Quintin Pope comments on NVIDIA and Microsoft releases 530B parameter transformer model, Megatron-Turing NLG

Quintin Pope 12 Oct 2021 1:18 UTC
3 points
If you just look at models before GPT-3, the trend line you’d draw is still noticeably steeper than the actual line on the graph. (ELMO and BERT large are below trend while T5 and Megatron 8.3B are above.) The new Megatron would represent the biggest trend line undershoot.

Also, I think any post COVID speedup will be more than drown out by the recent slow down in the rate at which compute prices fall. They were dropping by an OOM every 4 years, but now it’s every 10-16 years.
- avturchin 12 Oct 2021 11:42 UTC
  3 points
  Parent
  We miss GPT-4 data point for this chart. New Megatron is more like one more replication of GPT-3, and another one is new Chinese 245 Billion parameters model.
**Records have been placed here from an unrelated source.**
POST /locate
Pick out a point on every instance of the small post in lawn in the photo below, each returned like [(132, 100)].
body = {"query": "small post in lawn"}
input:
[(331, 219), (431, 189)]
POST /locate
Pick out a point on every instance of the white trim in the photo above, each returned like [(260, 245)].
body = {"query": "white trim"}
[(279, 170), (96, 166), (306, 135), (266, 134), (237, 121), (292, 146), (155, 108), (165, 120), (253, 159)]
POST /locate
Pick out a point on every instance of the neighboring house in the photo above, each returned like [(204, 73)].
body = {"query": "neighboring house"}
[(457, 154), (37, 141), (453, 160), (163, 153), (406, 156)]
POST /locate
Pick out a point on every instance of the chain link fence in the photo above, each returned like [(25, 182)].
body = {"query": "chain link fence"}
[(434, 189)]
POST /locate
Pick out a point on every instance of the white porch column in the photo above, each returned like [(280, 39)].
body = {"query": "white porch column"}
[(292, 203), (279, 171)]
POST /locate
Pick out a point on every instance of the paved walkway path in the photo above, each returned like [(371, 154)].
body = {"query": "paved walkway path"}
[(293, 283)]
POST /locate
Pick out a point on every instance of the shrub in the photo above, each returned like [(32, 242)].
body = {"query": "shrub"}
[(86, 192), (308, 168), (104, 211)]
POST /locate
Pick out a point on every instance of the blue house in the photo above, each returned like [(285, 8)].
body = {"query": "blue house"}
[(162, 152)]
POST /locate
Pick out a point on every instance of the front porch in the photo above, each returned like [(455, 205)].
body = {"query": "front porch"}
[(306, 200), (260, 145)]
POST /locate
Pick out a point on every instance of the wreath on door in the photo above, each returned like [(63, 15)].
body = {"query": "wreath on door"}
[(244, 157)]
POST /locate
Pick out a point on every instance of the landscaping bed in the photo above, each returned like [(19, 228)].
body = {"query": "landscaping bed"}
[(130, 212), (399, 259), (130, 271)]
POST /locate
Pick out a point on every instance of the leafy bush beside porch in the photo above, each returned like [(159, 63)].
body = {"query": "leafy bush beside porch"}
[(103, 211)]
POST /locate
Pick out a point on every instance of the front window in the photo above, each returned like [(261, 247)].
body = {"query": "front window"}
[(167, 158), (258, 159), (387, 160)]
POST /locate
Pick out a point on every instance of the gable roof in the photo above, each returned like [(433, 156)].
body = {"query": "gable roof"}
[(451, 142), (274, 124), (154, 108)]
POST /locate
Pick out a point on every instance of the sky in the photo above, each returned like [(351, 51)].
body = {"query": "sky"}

But Google had trillion parameter model in fall 2020.
  - sanxiyn 12 Oct 2021 12:50 UTC
    3 points
    Parent
    Better citation for Chinese 245B model here: Yuan 1.0: Large-Scale Pre-trained Language Model in Zero-Shot and Few-Shot Learning.
  - sanxiyn 12 Oct 2021 12:49 UTC
    3 points
    Parent
    Google had trillion parameter model in fall 2020.
    That’s new to me. Any citation for this?
    - tonyleary 20 Oct 2021 14:33 UTC
      3 points
      Parent
      https://arxiv.org/abs/2101.03961
    - avturchin 12 Oct 2021 15:25 UTC
      2 points
      Parent
      It was not google, but Microsoft: in September 2020 they wrote: “The trillion-parameter model has 298 layers of Transformers with a hidden dimension of 17,408 and is trained with sequence length 2,048 and batch size 2,048.” https://www.microsoft.com/en-us/research/blog/deepspeed-extreme-scale-model-training-for-everyone/
      - gwern 12 Oct 2021 17:06 UTC
        14 points
        Parent
        That was just the tech demo. It obviously wasn’t actually trained, just demoed for a few steps to show that the code works. If they had trained it back then, they’d, well, have announced it like OP! OP is what they’ve trained for-reals after further fiddling with that code.
- Xylitol 12 Oct 2021 3:08 UTC
  1 point
  Parent
  I’m not sure how relevant the slowdown in compute price decrease is to this chart, since it starts in 2018 and the slowdown started 6-8 years ago; likewise, AlexNet, the breakout moment for deep learning, was 9 years ago. So if compute price is the primary rate-limiter, I’d think it would have a more gradual, consistent effect as models get bigger and bigger. The slowdown may mean that models cost quite a lot to train, but clearly huge companies like Nvidia and Microsoft haven’t started shying away yet from spending absurd amounts of money to keep growing their models.